Mais le cynisme n'a pas de limite. Les responsables et les médias aux ordres avancent comme excuse la méconnaissance de la maladie. Un communiqué du ministère délégué à la recherche indique ainsi qu'il s'agit maintenant de "mieux comprendre, connaître et surtout mieux combattre cette maladie émergente". Le chikungunya, une maladie émergente, une maladie nouvelle et méconnue ? De qui se moque t-on ? Ce virus est connu de longue date. Il a été identifié la première fois en Ouganda en 1953 ! Il y a plus de 50 ans ! Depuis, il circule en permanence en Afrique de l'Est, en Asie du Sud-Est et dans le sous-continent indien. Et il ne faut pas croire que la recherche scientifique s'est désintéressée depuis tout ce temps de ce virus. Au contraire, des centaines de millions de dollars lui ont été consacrés pour… en faire une arme de guerre. Le 24 septembre 2001, 13 jours après l'attaque des Twin Towers, l'OMS avait établi une liste concernant les agents biologiques susceptibles d'être utilisés à des fins terroristes. Parmi eux figurait en septième position l’inoculation du virus du chikungunya. Plus loin dans le temps, dans les années 1980, l'armée américaine s'était intéressée à en faire une arme bactériologique. Et par contre pas un sou pour la recherche médicale. Aucun vaccin, pas le moindre médicament. Il n’y a aucune rentabilité économique à investir pour soigner des populations misérables.

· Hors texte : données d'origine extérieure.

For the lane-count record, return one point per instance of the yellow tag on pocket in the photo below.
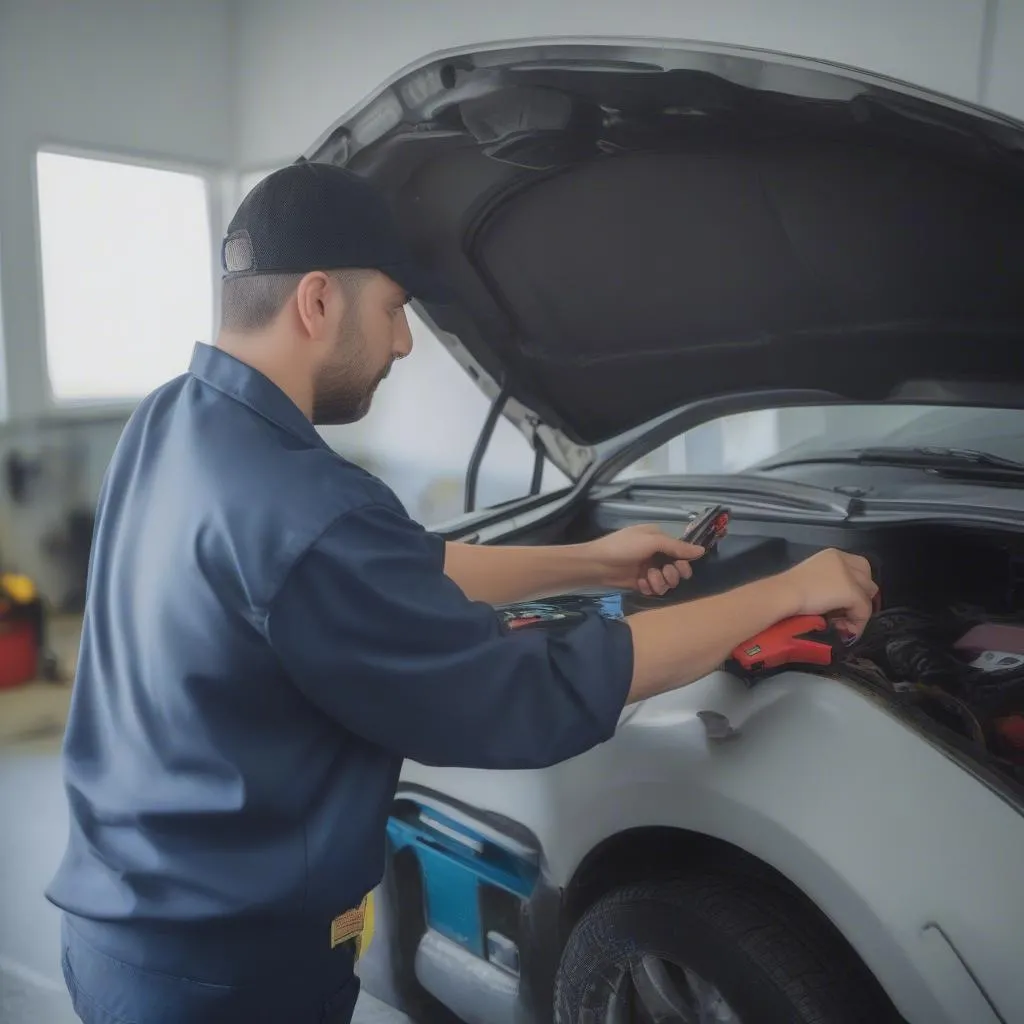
(356, 924)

La mortalité est un produit de la misère
Ce qui surprend le plus le corps médical est la nature mortelle de certaines contaminations. Jusqu' alors, le chikungunya était considérée comme une maladie grave, entraînant des troubles importants et parfois des séquelles mais nullement mortelle. Chikungunya signifie littéralement "marcher courbé". Pourquoi aujourd'hui ce virus tue-t-il ? Les 52 décès officiellement reconnus sur l'île de la Réunion concernaient des patients déjà fragilisés par d'autres pathologies. En d'autres termes, si le chikungunya fait aujourd'hui des ravages, c'est qu'il touche des populations affaiblies. Comme toute les maladies, ce virus trouve dans la misère le terreau le plus fertile à son développement et à sa virulence.
Ce n'est donc pas un hasard si cette épidémie dépasse largement les frontières de la petite île et commence à toucher toutes les régions bordant l’océan Indien : aux Seychelles, à Mayotte, sur l'île Maurice, à Madagascar… Et cette liste ne fait que s'allonger.

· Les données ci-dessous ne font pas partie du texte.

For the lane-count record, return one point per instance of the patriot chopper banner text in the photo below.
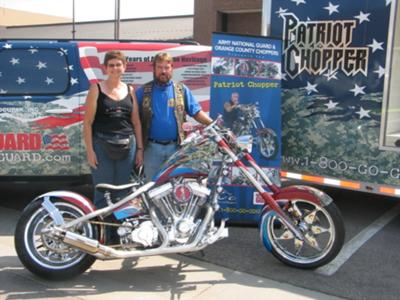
(334, 61)
(245, 89)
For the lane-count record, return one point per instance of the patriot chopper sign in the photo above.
(335, 95)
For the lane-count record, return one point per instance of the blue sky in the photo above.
(92, 10)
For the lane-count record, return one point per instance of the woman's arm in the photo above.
(90, 112)
(137, 127)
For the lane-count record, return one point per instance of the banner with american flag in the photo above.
(334, 56)
(43, 87)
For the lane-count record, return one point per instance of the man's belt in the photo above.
(162, 142)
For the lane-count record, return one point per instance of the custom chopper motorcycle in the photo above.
(250, 122)
(60, 234)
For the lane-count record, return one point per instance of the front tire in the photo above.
(46, 256)
(322, 227)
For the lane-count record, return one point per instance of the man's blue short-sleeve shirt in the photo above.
(163, 125)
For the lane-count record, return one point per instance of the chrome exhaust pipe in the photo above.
(101, 251)
(81, 242)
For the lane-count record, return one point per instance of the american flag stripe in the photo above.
(92, 56)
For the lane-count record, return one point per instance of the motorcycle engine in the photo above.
(178, 206)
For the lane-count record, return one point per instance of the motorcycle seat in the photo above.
(102, 187)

La façon dont la maladie touche l’île de Madagascar est particulièrement caractéristique du développement des maladies au fur et à mesure que la capitalisme pourrit sur pied. Dans les hôpitaux, les médecins sont incapables d'établir un quelconque diagnostic quand les malades débarquent aux urgences. Pourquoi ? Tout simplement parce que le nombre de maladies répandues dans la population est considérable. Les symptômes du chikungunya peuvent être ainsi confondus avec ceux du paludisme, de la dengue ou autre arbovirose. Et les médecins en viennent à espérer que le malade soit touché par le chikungunya car c'est la maladie la moins mortelle du lot !
L'avenir du capitalisme, c'est plus de misère et plus d'épidémies
Face au chikungunya, la bourgeoisie a encore une fois montré toute son incurie 3 ans après les 15000 morts de la canicule en France méropolitaine. Cette classe domine un système qui est incapable de protéger la population. Pire, en développant la misère, elle livre sans soin une population affaiblie aux ravages de tous les virus qui passent.
C'est pourquoi tous les discours sur le sacro-saint principe de précaution, sur les mesures préparatoires afin de faire face à la grippe aviaire ne sont que de grossiers mensonges.
Chikungunya, paludisme, sida, retour de la lèpre et de la tuberculose pour des pans entiers du globe, voilà la seule promesse d'avenir que le capitalisme sera capable de tenir !
Pawel (20 février)
[1] Une semaine après l'écriture de cet article, il faut noter que le décompte des victimes est déjà passé à 150 000 malades et 77 morts.